By Chris Thompson, 09 May 2018 News

2018 BMW M5 Competition vs 2018 Mercedes-AMG E63 S: in numbers

Breaking down the details to decipher the super sedan showdown

The 2018 BMW M5 Competition has been officially confirmed for Australia, less than a week after the German BMW site (and an Aussie customer) leaked most of the key specs.

By now that we know it’s on the way, we here at MOTOR can start thinking of what to do with it, and what to face it off against, once we get our grubby mitts on one.

There is, however, one key opponent for the M5 Comp that it’s already gunning for: the 2017 Mercedes-AMG E63 S.

In our comparison between the E63 S and the standard F90 M5, the M5 just took home the prize as the better car. Just.

But if BMW wants to widen the gap, the M5 will have to be an absolute belter. So let’s lay down some facts and see how much ground BMW has gained.


As this is the starting point for most purchasing decisions, it seems like a reasonable place to start a numbers-based comparison.

While the $239,611 AMG was about $40K pricier than the standard M5, it’s now only $10,000 more expensive.

Sure, the $229,000 M5 Competition loses some value in the equation, but more goodies make up for it. We’ll get to that.


Not only has BMW given the M5’s 4.4-litre twin-turbo bent-eight more power in Competition form, it’s now got more power than the E63 S too. Bimmer’s 460kW trumps the Merc’s 450.

Likely not of dire importance to the overall power delivery between each car, the AMG’s smaller 4.0-litre actually hit its prime earlier in the revs. While the BMW reaches peak power at 6000rpm, the AMG hits the high note at 5750rpm.

In the torque department, however, the Competition gains nothing over the standard M5’s 750Nm, and the AMG’s 850Nm reigns supreme.

For reference, the redline E63 S is 7000rpm, while a graph provided by BMW suggests the M5 Competition revs a little higher, to about 7100 or 7200rpm.


While kerb weight is arguably the most important factor in performance, after power and torque, it’s important to consider each car’s track, wheelbases, and so on, to understand the way each car is able – or meant – to be driven.

With both cars nudging the 2-tonne mark (1865kg for the M5 Competition, 1880kg for the E63 S), it’s not like either will be tip-toeing around corners. But all-wheel grip makes up for that, something both cars possess.

But the M5 has a very slight grip advantage, by just half an inch at the rear tyres. Each one is 10.5-inches wide, while the Merc’s rears are 10-inches wide. Both run 9.5-inches at the front.

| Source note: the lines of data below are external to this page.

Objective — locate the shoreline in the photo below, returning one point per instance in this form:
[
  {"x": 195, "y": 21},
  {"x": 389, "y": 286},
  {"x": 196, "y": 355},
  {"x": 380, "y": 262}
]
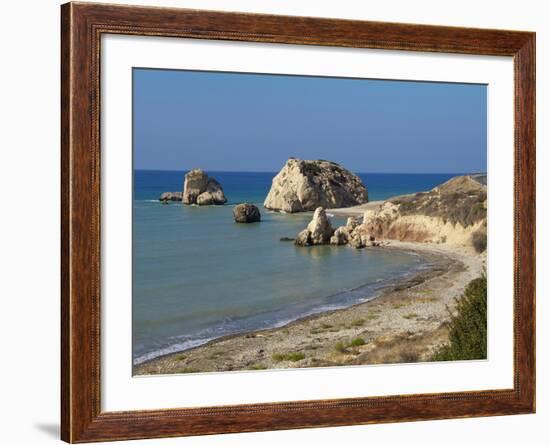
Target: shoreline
[{"x": 402, "y": 323}]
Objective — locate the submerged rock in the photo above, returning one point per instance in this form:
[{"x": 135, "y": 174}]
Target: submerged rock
[
  {"x": 304, "y": 185},
  {"x": 246, "y": 213},
  {"x": 342, "y": 235},
  {"x": 318, "y": 231},
  {"x": 199, "y": 189},
  {"x": 171, "y": 196}
]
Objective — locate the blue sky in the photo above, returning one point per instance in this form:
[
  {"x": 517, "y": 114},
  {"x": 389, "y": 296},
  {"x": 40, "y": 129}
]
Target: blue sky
[{"x": 254, "y": 122}]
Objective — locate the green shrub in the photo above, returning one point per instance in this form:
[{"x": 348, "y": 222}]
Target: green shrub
[
  {"x": 357, "y": 342},
  {"x": 291, "y": 357},
  {"x": 340, "y": 347},
  {"x": 479, "y": 239},
  {"x": 468, "y": 328}
]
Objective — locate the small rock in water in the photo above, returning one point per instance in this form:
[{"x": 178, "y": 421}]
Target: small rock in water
[
  {"x": 170, "y": 196},
  {"x": 318, "y": 231},
  {"x": 246, "y": 213},
  {"x": 199, "y": 189}
]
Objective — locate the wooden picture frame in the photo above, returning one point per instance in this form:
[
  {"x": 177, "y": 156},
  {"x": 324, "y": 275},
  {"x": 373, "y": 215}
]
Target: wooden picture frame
[{"x": 82, "y": 25}]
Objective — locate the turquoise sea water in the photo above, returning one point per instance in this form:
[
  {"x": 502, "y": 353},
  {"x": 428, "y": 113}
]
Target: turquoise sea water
[{"x": 197, "y": 275}]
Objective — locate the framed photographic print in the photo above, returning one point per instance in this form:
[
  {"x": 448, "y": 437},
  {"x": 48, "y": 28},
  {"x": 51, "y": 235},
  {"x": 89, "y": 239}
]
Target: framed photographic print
[{"x": 274, "y": 222}]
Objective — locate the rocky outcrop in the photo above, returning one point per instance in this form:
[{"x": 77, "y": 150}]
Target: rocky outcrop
[
  {"x": 199, "y": 189},
  {"x": 318, "y": 231},
  {"x": 451, "y": 213},
  {"x": 246, "y": 213},
  {"x": 304, "y": 185},
  {"x": 171, "y": 196}
]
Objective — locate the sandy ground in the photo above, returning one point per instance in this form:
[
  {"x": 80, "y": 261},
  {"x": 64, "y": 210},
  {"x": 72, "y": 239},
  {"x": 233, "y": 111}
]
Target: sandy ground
[
  {"x": 406, "y": 323},
  {"x": 356, "y": 210}
]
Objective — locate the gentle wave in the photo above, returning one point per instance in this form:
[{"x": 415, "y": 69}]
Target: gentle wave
[{"x": 346, "y": 298}]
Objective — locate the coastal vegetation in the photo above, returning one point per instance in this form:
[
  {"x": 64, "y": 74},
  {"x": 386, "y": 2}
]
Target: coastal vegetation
[
  {"x": 468, "y": 327},
  {"x": 291, "y": 357}
]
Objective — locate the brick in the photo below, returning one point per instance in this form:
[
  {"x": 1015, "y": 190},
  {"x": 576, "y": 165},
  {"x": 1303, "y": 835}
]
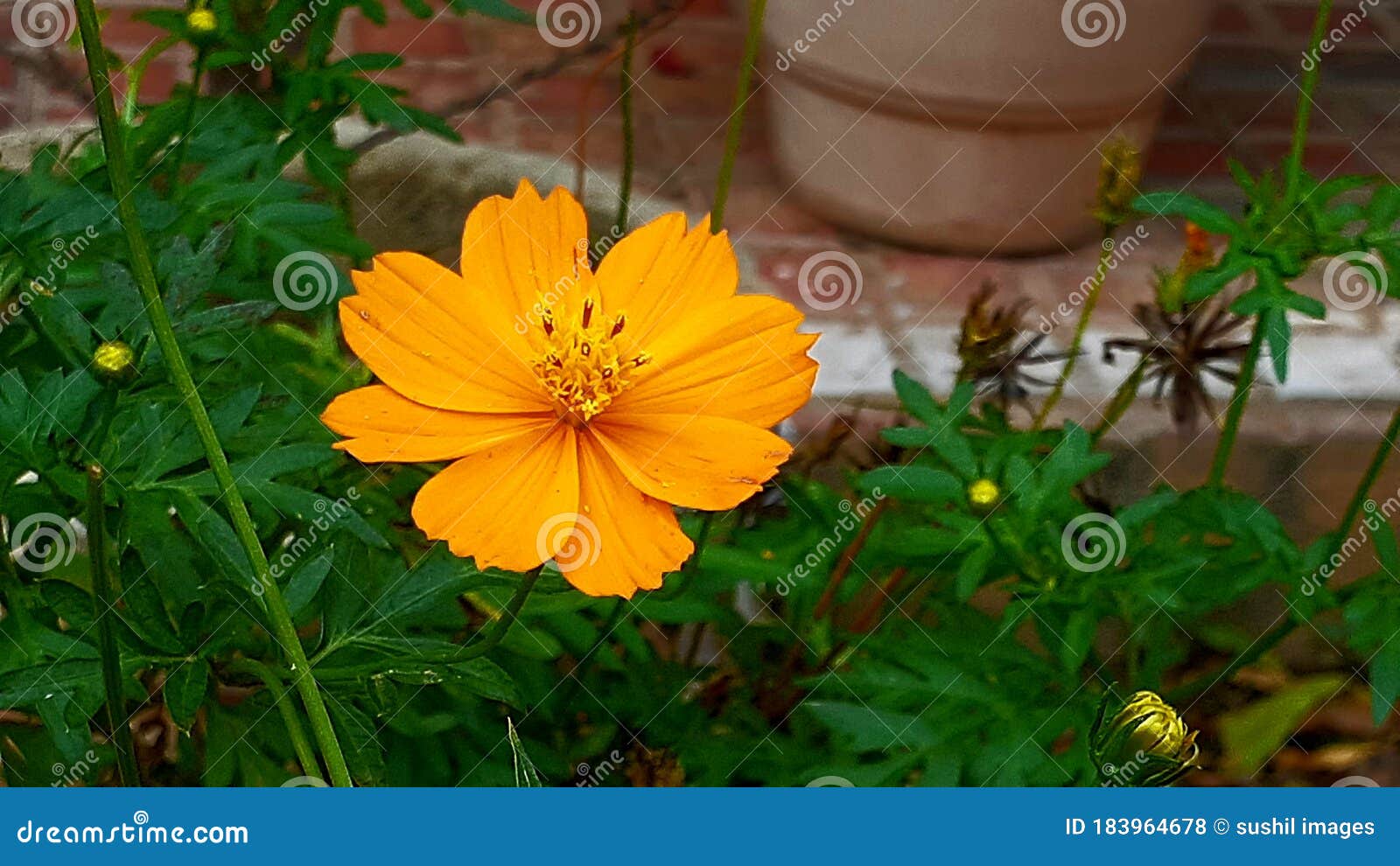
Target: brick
[
  {"x": 438, "y": 38},
  {"x": 1231, "y": 18}
]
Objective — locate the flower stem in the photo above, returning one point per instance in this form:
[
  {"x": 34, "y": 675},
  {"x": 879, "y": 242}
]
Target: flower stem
[
  {"x": 1236, "y": 405},
  {"x": 1292, "y": 175},
  {"x": 1124, "y": 399},
  {"x": 275, "y": 604},
  {"x": 1101, "y": 273},
  {"x": 741, "y": 102},
  {"x": 494, "y": 632},
  {"x": 300, "y": 744},
  {"x": 1368, "y": 480},
  {"x": 104, "y": 602},
  {"x": 629, "y": 133},
  {"x": 1304, "y": 115}
]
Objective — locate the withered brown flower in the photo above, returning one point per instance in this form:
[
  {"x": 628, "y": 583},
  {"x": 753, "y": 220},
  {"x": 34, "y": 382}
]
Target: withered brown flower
[{"x": 994, "y": 350}]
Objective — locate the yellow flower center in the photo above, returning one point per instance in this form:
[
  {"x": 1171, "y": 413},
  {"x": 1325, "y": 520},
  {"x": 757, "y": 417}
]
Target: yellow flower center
[{"x": 583, "y": 367}]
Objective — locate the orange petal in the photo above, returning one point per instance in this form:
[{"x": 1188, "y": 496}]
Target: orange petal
[
  {"x": 528, "y": 252},
  {"x": 510, "y": 506},
  {"x": 623, "y": 541},
  {"x": 738, "y": 359},
  {"x": 382, "y": 424},
  {"x": 693, "y": 460},
  {"x": 662, "y": 272},
  {"x": 415, "y": 324}
]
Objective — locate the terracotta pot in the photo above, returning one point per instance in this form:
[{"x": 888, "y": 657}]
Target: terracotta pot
[{"x": 970, "y": 128}]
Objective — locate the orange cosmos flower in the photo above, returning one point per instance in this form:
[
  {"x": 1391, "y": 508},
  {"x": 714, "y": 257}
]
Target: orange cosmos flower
[{"x": 576, "y": 406}]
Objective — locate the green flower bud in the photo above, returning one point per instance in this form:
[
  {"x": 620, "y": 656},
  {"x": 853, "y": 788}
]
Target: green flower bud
[
  {"x": 1144, "y": 744},
  {"x": 1120, "y": 175}
]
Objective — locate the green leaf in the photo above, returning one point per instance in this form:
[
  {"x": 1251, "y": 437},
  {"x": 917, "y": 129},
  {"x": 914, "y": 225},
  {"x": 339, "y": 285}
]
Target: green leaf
[
  {"x": 186, "y": 691},
  {"x": 1180, "y": 205},
  {"x": 972, "y": 569},
  {"x": 916, "y": 399},
  {"x": 1252, "y": 735},
  {"x": 914, "y": 483}
]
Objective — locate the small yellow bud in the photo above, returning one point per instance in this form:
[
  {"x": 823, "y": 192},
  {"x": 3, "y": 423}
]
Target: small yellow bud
[
  {"x": 202, "y": 21},
  {"x": 114, "y": 360},
  {"x": 984, "y": 494},
  {"x": 1144, "y": 744},
  {"x": 1120, "y": 175}
]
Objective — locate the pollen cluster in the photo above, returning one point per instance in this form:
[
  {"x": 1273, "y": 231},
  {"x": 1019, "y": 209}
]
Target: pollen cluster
[{"x": 583, "y": 367}]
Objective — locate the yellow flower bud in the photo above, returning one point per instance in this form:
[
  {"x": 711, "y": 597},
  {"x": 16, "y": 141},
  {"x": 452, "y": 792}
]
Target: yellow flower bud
[
  {"x": 202, "y": 21},
  {"x": 984, "y": 494},
  {"x": 1120, "y": 175},
  {"x": 114, "y": 360},
  {"x": 1143, "y": 744}
]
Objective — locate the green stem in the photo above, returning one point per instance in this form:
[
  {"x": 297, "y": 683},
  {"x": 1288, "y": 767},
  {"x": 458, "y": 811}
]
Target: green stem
[
  {"x": 1304, "y": 115},
  {"x": 1368, "y": 480},
  {"x": 629, "y": 135},
  {"x": 268, "y": 590},
  {"x": 104, "y": 604},
  {"x": 1243, "y": 385},
  {"x": 1124, "y": 399},
  {"x": 1101, "y": 273},
  {"x": 494, "y": 634},
  {"x": 300, "y": 744},
  {"x": 741, "y": 101}
]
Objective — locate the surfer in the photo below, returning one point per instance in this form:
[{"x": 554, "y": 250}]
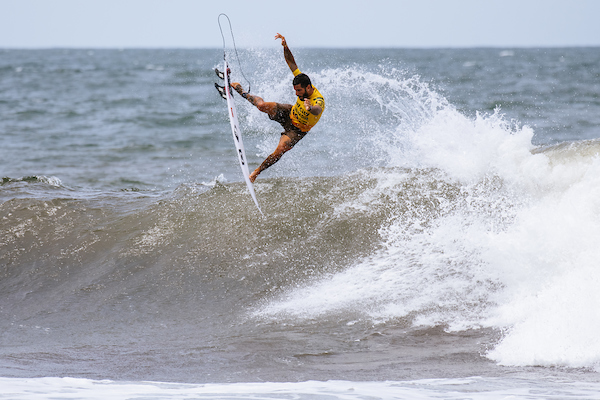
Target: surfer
[{"x": 296, "y": 119}]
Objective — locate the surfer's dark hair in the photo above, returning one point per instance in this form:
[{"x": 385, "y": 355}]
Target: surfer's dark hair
[{"x": 302, "y": 80}]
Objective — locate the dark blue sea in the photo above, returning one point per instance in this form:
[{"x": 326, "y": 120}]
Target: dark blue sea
[{"x": 434, "y": 236}]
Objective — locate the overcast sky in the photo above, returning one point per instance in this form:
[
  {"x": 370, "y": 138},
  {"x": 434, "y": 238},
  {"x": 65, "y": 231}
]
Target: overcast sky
[{"x": 348, "y": 23}]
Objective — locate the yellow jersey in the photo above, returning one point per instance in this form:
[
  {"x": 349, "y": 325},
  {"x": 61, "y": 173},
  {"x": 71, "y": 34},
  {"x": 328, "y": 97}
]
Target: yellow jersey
[{"x": 301, "y": 118}]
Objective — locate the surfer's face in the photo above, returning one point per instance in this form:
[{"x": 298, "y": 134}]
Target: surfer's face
[{"x": 302, "y": 93}]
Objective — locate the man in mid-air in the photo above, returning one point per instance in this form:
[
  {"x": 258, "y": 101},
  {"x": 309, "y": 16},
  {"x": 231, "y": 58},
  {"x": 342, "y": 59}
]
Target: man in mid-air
[{"x": 296, "y": 119}]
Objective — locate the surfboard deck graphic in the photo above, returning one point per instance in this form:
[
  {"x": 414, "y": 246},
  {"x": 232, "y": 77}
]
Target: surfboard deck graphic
[{"x": 235, "y": 129}]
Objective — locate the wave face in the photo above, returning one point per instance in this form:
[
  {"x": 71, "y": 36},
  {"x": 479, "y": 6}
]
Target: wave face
[{"x": 406, "y": 239}]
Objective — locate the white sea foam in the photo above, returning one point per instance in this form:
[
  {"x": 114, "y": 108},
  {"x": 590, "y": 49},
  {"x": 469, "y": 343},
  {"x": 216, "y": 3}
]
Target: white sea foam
[
  {"x": 516, "y": 248},
  {"x": 473, "y": 388}
]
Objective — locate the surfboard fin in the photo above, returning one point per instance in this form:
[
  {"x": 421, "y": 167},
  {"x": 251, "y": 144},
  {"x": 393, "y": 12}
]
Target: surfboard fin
[{"x": 221, "y": 90}]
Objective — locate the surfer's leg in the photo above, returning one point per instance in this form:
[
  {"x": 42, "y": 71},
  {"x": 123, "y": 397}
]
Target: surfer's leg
[
  {"x": 285, "y": 144},
  {"x": 268, "y": 107}
]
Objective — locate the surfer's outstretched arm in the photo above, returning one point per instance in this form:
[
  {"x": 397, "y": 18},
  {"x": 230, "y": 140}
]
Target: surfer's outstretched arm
[{"x": 287, "y": 53}]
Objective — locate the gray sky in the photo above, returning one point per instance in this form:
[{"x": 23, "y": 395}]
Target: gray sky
[{"x": 348, "y": 23}]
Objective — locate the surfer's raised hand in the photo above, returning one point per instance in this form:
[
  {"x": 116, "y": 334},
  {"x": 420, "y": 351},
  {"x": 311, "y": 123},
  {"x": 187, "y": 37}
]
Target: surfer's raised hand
[{"x": 280, "y": 36}]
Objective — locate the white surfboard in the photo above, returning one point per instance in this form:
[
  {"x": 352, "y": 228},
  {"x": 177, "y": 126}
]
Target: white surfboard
[{"x": 237, "y": 136}]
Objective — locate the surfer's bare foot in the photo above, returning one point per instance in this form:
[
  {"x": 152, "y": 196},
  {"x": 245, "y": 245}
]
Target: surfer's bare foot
[{"x": 237, "y": 87}]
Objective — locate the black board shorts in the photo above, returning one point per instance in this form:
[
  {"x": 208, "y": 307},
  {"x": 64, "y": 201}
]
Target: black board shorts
[{"x": 282, "y": 115}]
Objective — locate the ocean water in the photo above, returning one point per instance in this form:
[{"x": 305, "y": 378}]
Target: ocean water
[{"x": 434, "y": 236}]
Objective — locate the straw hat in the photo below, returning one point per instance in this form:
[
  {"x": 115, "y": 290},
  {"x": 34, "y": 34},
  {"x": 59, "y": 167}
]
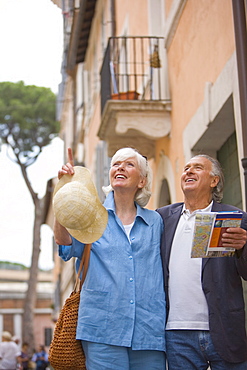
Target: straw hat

The M5 Competition also sports a slightly longer wheelbase, 2982mm is just 43mm longer than that of the E63 S. No huge revelations to be made there, and it’s a similar case with the track width.

Both have almost identical rear tracks (1594mm for the Bimmer, 1595mm for the Merc), but the fronts are slightly narrower on the M5 than on the E63 S, 1625mm to 2649mm.


Alright, enough about what’s written on paper, this is what each car is supposed to be able to do.

BMW’s M5 Competition now boasts 247kW/tonne, while the AMG E63 S has 239kW/tonne.

But BMW says the M5 Competition shaves a tenth off the 0-100kmh dash and three off the sprint to 200km/h. Call that 3.3 seconds and 10.8 seconds respectively.

Compare that to the 3.4 seconds AMG says the E63 S takes to hit the hundred, and the 11.5 seconds to hit 200km/h.

The M5 Competition will top out at 250km/h (as with the E63 S), though an M Driver’s pack increases that to 305km/h. That’s conveniently just faster than the E63 S’s top speed of 300km/h with an AMG Driver’s pack.

Do we have a winner? We won’t call it just yet, but we’ll know once we’ve driven the M5 Competition.

Stay tuned.

Correction: The previously stated weight for the E63 S was 1955kg, which is the weight including driver. It has been changed to represent the 1880kg kerb weight.